Lundi 1 décembre 2008

Marthe, la quarantaine, est professeur de mathématiques. Les vacances d'été viennent de débuter.

Son mari, Pierre, la quitte pour une autre femme, plus jeune, avec qui il va avoir un bébé.

Marthe est anéantie par cette rupture et plus encore par l'annonce de l'arrivée prochaine de cet enfant. Avec Pierre, ils n'ont jamais vraiment eu envie d'en avoir.

Marthe décide de partir  se réfugier en bretagne, dans la maison de sa grand-mère adorée, Marguerite, aujourd'hui disparue. C'ette dernière l'a élevée une partie de son enfance dans cette petite maison isolée et située en bord de mer. Elle y a été heureuse jusqu'à ce que sa mère revienne la chercher pour l'emmener vivre à Paris.

Avant de rejoindre la Bretagne, Marthe se rend dans un supermarché. Et là, un moment de folie va lui faire commettre l'irréparable. Elle aperçoit un bébé dans un caddie. Il n'y a personne autour de lui et il pleure beaucoup.

Elle le kidnappe et l'emmène avec elle à Penmarch...

 

Le bébé s'appelle Ludo. Sa mère, Alice, a 18 ans. Elle ignore qui est le père de son enfant. À l'annonce de sa grossesse, ses parents l'ont chassée de chez eux. Alice se partage entre son boulot dans un pressing et Ludo qu'il faut emmener et aller rechercher à la crèche, qu'il faut laver, faire manger, avec qui il faut jouer...et puis, il y a toutes les tâches ménagères et les courses. Ce quotidien pèse lourd sur les frêles épaules de cette toute jeune fille qui aimerait avoir du temps pour elle et des activités similaires aux gens de son âge.

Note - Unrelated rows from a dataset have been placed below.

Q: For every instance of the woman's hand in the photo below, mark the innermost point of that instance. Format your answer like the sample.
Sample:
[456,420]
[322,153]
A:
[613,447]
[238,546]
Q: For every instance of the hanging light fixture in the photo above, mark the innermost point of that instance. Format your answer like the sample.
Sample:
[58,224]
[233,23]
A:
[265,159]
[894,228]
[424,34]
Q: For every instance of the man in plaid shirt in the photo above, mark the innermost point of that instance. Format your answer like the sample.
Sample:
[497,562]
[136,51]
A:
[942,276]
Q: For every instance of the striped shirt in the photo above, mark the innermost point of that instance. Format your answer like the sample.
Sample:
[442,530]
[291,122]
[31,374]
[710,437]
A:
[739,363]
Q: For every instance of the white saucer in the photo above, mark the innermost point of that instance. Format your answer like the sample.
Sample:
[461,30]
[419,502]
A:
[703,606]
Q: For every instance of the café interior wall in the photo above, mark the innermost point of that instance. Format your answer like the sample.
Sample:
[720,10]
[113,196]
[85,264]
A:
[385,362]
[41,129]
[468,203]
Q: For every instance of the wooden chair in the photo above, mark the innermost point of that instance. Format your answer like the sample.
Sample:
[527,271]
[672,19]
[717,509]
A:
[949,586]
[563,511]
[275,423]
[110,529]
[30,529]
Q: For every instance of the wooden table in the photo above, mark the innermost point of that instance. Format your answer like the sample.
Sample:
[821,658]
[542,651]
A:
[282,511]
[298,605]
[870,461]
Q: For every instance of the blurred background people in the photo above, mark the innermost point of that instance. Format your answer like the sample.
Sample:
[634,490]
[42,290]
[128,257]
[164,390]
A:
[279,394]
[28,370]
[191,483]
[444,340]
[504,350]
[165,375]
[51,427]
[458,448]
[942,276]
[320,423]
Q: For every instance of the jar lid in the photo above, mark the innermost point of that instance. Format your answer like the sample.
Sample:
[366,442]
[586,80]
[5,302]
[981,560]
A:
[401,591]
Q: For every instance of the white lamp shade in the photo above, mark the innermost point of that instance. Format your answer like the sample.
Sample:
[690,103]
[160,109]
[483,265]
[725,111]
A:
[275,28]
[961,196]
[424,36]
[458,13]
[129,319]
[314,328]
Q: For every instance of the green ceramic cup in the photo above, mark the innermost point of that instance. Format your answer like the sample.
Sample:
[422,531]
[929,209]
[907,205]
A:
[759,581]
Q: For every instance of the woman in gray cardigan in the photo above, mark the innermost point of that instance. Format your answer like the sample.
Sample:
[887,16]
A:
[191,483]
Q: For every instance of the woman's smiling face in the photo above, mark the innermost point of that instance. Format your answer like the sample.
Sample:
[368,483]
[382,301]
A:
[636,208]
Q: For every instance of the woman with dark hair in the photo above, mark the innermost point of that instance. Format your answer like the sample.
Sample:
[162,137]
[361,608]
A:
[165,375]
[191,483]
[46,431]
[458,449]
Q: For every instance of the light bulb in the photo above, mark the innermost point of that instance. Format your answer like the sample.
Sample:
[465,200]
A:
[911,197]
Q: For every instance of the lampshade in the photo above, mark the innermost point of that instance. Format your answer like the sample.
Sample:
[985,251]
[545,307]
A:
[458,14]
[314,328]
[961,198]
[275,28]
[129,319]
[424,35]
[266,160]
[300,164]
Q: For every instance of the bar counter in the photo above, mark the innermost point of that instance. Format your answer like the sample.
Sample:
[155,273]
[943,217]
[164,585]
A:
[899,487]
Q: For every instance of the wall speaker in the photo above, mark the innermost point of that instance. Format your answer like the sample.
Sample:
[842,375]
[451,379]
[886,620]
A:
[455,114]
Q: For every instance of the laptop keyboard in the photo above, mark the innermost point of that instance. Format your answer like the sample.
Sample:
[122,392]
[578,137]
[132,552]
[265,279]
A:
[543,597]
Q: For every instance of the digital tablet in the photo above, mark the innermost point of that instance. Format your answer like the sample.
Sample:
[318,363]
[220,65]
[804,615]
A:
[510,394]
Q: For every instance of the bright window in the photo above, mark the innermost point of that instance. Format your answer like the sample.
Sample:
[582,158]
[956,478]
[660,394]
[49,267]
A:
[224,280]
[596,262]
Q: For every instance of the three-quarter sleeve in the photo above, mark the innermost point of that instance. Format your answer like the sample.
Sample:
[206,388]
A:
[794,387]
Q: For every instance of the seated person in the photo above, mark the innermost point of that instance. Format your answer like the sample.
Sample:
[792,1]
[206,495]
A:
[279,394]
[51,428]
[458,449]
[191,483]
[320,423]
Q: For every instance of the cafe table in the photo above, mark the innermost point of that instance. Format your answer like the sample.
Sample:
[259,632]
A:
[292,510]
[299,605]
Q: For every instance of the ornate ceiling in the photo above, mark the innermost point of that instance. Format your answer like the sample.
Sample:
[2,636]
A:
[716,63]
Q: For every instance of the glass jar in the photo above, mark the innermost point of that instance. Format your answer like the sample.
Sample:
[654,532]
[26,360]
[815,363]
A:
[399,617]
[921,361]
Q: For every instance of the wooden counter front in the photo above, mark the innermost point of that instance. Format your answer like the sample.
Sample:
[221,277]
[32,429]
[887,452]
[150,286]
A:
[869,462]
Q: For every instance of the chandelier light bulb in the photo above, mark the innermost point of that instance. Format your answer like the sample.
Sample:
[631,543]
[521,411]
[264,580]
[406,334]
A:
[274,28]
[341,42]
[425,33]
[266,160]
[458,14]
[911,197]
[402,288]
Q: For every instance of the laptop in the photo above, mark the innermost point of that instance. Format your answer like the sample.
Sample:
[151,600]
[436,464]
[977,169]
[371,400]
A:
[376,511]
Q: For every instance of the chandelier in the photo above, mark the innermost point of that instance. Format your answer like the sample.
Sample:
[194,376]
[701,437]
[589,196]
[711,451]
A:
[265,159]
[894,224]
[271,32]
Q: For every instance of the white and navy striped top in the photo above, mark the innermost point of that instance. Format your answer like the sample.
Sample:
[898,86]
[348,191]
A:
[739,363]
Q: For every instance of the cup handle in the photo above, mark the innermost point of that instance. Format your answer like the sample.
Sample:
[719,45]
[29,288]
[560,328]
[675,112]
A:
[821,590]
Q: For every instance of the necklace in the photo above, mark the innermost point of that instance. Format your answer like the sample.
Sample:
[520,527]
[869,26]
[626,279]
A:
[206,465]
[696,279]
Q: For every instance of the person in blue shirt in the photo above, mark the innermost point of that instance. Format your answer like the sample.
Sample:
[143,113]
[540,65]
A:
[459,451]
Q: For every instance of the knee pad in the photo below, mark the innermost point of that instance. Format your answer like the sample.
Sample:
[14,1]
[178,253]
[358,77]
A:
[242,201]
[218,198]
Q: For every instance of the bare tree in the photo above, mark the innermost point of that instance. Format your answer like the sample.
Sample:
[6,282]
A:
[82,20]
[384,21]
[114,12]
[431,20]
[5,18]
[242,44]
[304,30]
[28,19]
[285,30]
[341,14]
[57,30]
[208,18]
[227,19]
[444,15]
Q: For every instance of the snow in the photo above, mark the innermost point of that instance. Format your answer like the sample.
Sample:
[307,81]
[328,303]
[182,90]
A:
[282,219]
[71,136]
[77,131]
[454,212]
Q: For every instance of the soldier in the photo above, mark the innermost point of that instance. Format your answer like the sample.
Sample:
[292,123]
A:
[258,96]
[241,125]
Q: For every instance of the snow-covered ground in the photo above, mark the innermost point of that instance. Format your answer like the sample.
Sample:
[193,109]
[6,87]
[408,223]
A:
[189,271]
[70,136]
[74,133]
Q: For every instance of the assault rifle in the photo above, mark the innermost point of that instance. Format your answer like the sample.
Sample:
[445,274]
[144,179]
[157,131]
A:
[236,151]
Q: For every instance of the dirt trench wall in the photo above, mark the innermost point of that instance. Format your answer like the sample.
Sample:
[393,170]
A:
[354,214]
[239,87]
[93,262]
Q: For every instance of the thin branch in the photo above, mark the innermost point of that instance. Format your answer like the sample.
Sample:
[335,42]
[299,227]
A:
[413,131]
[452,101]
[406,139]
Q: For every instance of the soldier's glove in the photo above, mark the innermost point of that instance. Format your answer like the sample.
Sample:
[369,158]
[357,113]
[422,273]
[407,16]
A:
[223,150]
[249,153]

Quand Ludo a disparu, Alice parlait avec un ami et sétait quelque peu éloignée de son caddie. Après s'être aperçue qu'il n'était plus là, elle a paniqué puis une idée folle lui a traversé l'esprit, et si elle attendait avant de prévenir quelqu'un? Cela lui permettrait de faire gagner du temps au ravisseur et elle pourrait retrouver sa liberté et l'insouciance de sa jeunesse...  

 

Avec une écriture et un style simples et sobres, Marie Sizun décrit  bien les tourments de l'âme, les fragilités, les folies et les errances de deux femmes. Alice et Marthe ont un rapport très différent à la maternité.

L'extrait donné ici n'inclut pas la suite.